Grief? Oh, I knew it well, intimately acquainted with its depths, corners and shadows. I had walked its lonely corridors, tasted its bitter tears. Yet, now, faced with the final loss of my twin, I found myself strangely numb. The well of sorrow within me had run dry, leaving only echoes of what once was. Was it exhaustion? Or had I simply grown accustomed to carrying the weight of mourning? Perhaps I'd shed all the tears I had left for her on the day she was declared to be in a vegetative state. Something had to be the reason for not crying for her, even though I wanted.

It must have been as a result of another emotion.

Rage.

This one was a relentless force in my chest, born from just one thing: a name. Rossi. From father to uncle, son to cousin, and to him. His letter had reached into the depths of my heart, ripping out the strings until they were shredded. His raw emotions, the apology, his confession—it all stirred something in my gut and chest. But it was his actions, the vivid description of them, that stoked the flames of anger in my soul.

How dare he presume, after seeing how much I'd been trying to make amends between Joe and I, that I wanted her life taken in place of mine?

It wasn't his place to make that choice. He could have asked me squarely, instead of choosing for me in such a callous manner, all in the name of preserving my life. He likely buried her alongside Renata and Ponzio—unfitting company for Joe. She'd never have wanted that, even though she didn't exactly like flowers over her gravesite.

God, I wanted to hate him. I tried to summon that emotion, to engrave his name into it, but all I felt was regret. Regret for not obeying his final orders.

I hadn't known his plans, not even a hint. It was clear why he kept it from me. Perhaps he saw it as a noble act, but to me, it was cowardice. To dispatch me and leave me with such a grim letter was proof. If I had reached that building, I would have called him a coward for not even mustering a proper goodbye, or a better explanation for why he couldn't have found a better way. All he could offer were empty words and a failed attempt at a goodbye in the form of sex. Damn Rossi. All of them.

He was a disappointment, a failure in my eyes. This was me speaking from a place of raw pain, a pain born from placing my trust in him as he'd requested. So this was the outcome of my trust—the goddamn death of my last living family member, and his pathetic attempt to compensate for it with his damned money.

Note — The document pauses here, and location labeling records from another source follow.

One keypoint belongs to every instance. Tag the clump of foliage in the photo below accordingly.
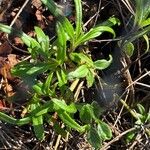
(62, 66)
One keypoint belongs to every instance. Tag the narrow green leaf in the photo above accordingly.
(141, 109)
(147, 43)
(61, 78)
(66, 118)
(86, 114)
(128, 48)
(104, 131)
(94, 138)
(61, 105)
(47, 84)
(42, 110)
(54, 9)
(61, 52)
(130, 136)
(81, 58)
(40, 34)
(80, 72)
(68, 27)
(103, 64)
(78, 8)
(90, 78)
(59, 130)
(12, 120)
(38, 127)
(145, 22)
(93, 33)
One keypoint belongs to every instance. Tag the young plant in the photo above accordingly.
(60, 64)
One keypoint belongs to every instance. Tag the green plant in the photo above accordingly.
(141, 27)
(61, 64)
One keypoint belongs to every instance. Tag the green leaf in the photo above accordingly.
(54, 9)
(80, 72)
(12, 120)
(40, 34)
(81, 58)
(110, 22)
(46, 86)
(90, 78)
(62, 78)
(61, 52)
(130, 136)
(78, 8)
(38, 88)
(93, 138)
(59, 130)
(66, 118)
(43, 109)
(86, 114)
(42, 39)
(141, 109)
(128, 48)
(27, 69)
(145, 22)
(61, 105)
(93, 33)
(38, 127)
(97, 109)
(147, 43)
(68, 29)
(103, 64)
(104, 131)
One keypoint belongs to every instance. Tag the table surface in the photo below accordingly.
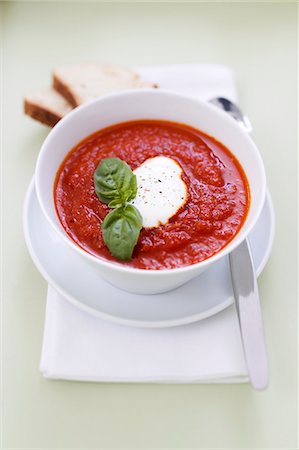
(259, 42)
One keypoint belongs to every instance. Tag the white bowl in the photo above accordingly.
(147, 104)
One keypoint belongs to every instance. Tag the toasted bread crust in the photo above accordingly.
(37, 112)
(64, 90)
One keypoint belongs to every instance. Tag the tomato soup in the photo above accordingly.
(216, 207)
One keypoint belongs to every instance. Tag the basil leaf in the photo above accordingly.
(120, 229)
(115, 181)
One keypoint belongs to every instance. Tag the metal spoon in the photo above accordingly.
(245, 287)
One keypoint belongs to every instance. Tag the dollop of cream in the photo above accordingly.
(161, 190)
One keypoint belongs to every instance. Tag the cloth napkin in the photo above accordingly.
(78, 346)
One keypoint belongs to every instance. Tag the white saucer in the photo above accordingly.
(79, 283)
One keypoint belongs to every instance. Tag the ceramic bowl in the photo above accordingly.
(136, 105)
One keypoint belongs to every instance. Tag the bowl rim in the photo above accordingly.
(117, 266)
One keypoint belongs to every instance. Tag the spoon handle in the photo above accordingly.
(249, 313)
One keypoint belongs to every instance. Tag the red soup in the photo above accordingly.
(216, 207)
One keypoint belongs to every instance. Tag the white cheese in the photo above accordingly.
(161, 190)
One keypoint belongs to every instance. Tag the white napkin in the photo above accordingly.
(78, 346)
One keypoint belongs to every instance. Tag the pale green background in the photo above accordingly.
(259, 41)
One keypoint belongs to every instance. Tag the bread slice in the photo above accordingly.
(82, 82)
(46, 106)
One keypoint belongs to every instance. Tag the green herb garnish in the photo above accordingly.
(116, 185)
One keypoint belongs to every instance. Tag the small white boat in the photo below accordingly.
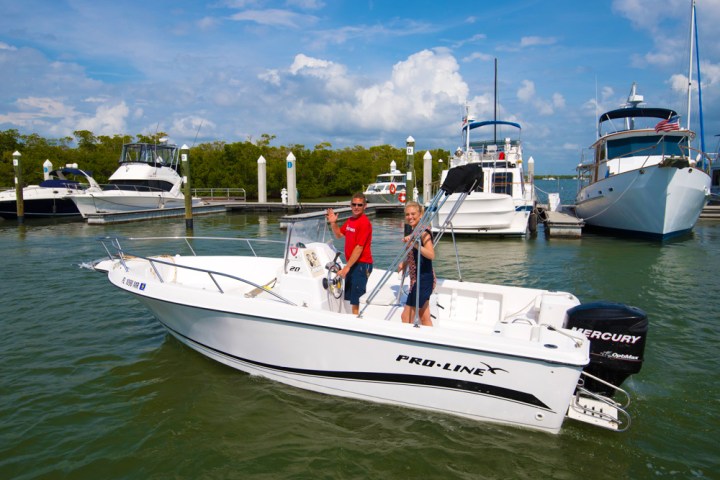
(388, 187)
(510, 355)
(52, 197)
(504, 201)
(147, 179)
(642, 179)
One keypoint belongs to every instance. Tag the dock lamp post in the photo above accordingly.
(18, 187)
(410, 164)
(427, 177)
(185, 165)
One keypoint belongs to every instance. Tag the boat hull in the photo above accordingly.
(122, 201)
(383, 198)
(487, 213)
(39, 202)
(654, 201)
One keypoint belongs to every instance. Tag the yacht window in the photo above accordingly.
(652, 145)
(502, 182)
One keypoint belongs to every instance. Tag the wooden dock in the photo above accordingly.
(294, 212)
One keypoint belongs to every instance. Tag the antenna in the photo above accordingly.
(198, 132)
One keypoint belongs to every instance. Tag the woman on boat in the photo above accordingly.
(425, 254)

There's really no world in which we could exist together. Nothing had ever been so true.

The tears streaming down my face weren't for Joe; they were for me, selfishly shed in my own sorrow.

I'd been trapped in this suffocating room for hours, the only sounds the creaking of the ceiling fan and the erratic pounding of my heart. It felt like I was burning alive, consumed by feverish thoughts. Another name haunted my mind: Salvatore. The Black Hand. Whatever title he preferred, it didn't matter—he wanted me.

And he'd get me.

Yes, I regretted disobeying Romano's orders. I regretted my futile attempt at heroism, trying to salvage what was already lost, because that decision had led me here. If I hadn't clung to a past that existed only in Romano's mind, I would have been far away from this chaos, far from yearning for the same man I didn't want anywhere near me.